In a video posted to Instagram on Sunday, Standfield complained of the media targeting her and compared herself to Julian Assange, Edward Snowden, and Nicholas Sandmann, saying she is a “vessel of the truth.” 

Standfield has now told the media they are liable for “putting her in this position,” after she has received criticism and backlash from the Jewish community (and everyone else) for the immeasurably callous comparison.

Antisemitism has been part of the Vancouver anti-lockdown scene since the early days, when neo-Nazi Brian Ruhe was an organizer. He left in the fall of 2020, but researchers say it was of his own accord, he is still friendly with organizers, and that he still attends the larger rallies. Last year, Ruhe appeared in a video with Vancouver anti-lockdown organizers in a mock Nazi book burning led by Monika Schaeffer, complete with Nazi salutes.  

Odessa Orlewicz, a high-profile organizer in the Vancouver scene and who has appeared with Standfield in videos, recently published a video repeating antisemitic conspiracy theories and promoting QAnon

 

Rubbing Shoulders With Neo-Nazis

 

As reported by CAHN board member Kurt Phillips, Eli Weisberg, who the Canadian Anti-Hate Network exposed last year as being a founding member of the neo-Nazi Alberta Separatist Youth League, attended the “Jericho Torch March” protesting lockdown and pandemic measures in Edmonton on February 20. 

Organizers for the torch march specifically used imagery from Charlottesville’s Unite the Right in 2017 in their promotional materials. 

Weisberg, who previously served as secretary, now serves as education critic for the Alberta Independence Party, according to social media posts by Peter Downing, formerly of Wexit.

Screenshot: Facebook 

Weisberg, who has posted on Stormfront under the name OfOneHeart, shared a glowing account of Nazi Germany in his 2017 introduction post. 

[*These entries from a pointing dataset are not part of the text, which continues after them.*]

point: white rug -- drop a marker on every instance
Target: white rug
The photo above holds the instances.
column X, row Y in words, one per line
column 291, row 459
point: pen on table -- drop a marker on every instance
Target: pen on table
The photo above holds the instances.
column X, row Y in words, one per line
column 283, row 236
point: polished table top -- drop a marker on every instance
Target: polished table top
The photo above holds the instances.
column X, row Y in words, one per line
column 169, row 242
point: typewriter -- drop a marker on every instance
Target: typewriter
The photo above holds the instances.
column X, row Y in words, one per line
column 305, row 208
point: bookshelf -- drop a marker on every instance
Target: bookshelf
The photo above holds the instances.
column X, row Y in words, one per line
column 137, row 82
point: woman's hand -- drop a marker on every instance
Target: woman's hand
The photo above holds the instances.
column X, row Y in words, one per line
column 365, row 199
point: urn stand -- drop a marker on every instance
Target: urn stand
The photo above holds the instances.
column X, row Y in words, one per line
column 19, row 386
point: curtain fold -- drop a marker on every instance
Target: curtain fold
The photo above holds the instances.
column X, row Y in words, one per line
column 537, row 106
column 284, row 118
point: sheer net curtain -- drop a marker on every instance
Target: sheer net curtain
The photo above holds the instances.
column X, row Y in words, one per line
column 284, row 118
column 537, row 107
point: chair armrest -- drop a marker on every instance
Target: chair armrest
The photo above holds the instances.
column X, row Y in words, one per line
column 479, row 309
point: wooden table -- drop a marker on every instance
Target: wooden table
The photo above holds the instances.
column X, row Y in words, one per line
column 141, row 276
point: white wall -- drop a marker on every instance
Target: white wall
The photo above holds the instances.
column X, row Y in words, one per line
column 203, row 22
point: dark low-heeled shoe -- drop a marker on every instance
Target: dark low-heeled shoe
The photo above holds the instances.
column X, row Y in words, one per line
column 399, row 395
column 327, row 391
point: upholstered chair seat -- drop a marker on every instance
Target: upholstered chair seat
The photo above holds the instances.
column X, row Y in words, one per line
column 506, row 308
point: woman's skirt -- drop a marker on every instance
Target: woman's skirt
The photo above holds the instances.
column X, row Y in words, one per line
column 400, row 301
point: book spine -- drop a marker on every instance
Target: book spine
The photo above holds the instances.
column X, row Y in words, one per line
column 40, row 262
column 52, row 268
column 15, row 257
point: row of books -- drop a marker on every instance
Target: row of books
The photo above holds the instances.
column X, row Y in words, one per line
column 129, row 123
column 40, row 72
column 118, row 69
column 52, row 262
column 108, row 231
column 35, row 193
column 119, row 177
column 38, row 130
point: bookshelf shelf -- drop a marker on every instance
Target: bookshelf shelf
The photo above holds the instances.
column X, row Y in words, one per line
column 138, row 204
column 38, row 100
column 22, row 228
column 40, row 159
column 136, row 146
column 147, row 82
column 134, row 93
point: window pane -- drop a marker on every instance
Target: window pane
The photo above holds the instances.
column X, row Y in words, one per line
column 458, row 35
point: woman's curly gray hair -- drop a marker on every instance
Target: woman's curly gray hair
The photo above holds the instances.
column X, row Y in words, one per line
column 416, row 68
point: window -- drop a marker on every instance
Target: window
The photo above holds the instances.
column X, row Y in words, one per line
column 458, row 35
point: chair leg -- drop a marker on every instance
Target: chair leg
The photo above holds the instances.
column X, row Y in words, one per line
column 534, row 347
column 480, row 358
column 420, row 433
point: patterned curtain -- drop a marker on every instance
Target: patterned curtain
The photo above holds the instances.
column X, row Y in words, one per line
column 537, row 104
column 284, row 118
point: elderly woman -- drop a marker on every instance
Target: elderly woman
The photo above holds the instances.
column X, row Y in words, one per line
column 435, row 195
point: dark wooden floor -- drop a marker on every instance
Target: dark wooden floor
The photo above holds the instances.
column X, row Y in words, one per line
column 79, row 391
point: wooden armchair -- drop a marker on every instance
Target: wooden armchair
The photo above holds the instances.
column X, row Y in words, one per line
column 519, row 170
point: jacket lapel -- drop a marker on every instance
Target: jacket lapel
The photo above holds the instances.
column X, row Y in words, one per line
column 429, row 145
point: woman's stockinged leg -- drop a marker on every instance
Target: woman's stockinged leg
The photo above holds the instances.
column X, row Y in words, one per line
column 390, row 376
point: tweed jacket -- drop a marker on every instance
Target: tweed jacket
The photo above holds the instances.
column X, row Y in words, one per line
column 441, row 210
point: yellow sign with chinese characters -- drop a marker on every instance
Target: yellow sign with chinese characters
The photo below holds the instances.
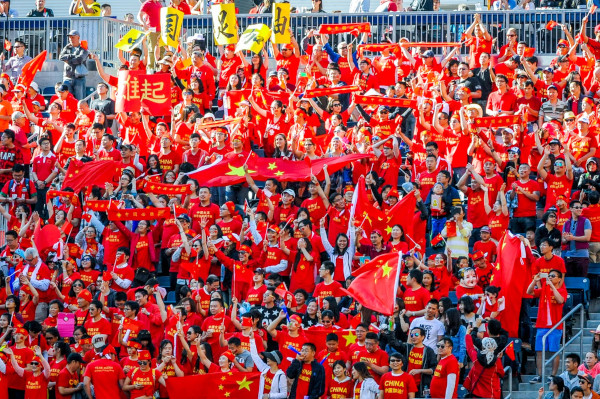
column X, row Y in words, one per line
column 171, row 21
column 224, row 24
column 280, row 26
column 254, row 38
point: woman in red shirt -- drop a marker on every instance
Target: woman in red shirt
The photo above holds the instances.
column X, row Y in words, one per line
column 36, row 380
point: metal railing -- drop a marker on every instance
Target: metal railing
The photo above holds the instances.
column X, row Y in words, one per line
column 508, row 372
column 561, row 351
column 102, row 34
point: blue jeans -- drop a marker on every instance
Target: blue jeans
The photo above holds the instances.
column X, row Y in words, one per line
column 76, row 86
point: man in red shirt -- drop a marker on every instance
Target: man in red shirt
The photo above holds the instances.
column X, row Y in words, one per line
column 552, row 297
column 444, row 383
column 397, row 384
column 374, row 357
column 69, row 379
column 106, row 374
column 527, row 192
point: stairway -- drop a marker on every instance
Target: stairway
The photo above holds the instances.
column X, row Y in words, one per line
column 525, row 390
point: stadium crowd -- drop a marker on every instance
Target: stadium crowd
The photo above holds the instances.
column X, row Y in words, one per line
column 246, row 277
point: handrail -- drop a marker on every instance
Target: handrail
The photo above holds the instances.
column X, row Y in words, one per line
column 508, row 371
column 563, row 346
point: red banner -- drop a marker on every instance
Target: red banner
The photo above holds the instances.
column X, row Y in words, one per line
column 329, row 29
column 498, row 121
column 329, row 91
column 390, row 102
column 139, row 214
column 55, row 193
column 137, row 90
column 162, row 188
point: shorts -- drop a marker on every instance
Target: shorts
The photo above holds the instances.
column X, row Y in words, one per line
column 552, row 341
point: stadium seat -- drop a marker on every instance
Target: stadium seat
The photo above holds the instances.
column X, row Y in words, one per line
column 170, row 299
column 579, row 288
column 164, row 281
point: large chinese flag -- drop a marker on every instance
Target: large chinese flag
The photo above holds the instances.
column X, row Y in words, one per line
column 137, row 90
column 318, row 336
column 376, row 283
column 365, row 214
column 31, row 68
column 215, row 386
column 511, row 273
column 80, row 175
column 402, row 213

“In every account of life in Nazi Germany, a link was always made to the holocaust, or the Gestapo showing up to arrest ‘innocent’ people,” the post reads. “Life appeared to be a perfect utopia: A nation with one heart, moving in the same step, yet free to conduct business, live as they wished, with more rights than in any democratic nation today. If you were a moral citizen, you had absolute freedom. As I looked a little deeper, I realized that the only people being arrested by the Gestapo were communists and traitors.” 

Weisberg continues, peppering his post with the echoes to refer to Jewish people, “The world economy must remain weak, indebted, and poor in order for (((them))) to be fiscally secure. (((Their))) profits are based on our dependence on (((them))).”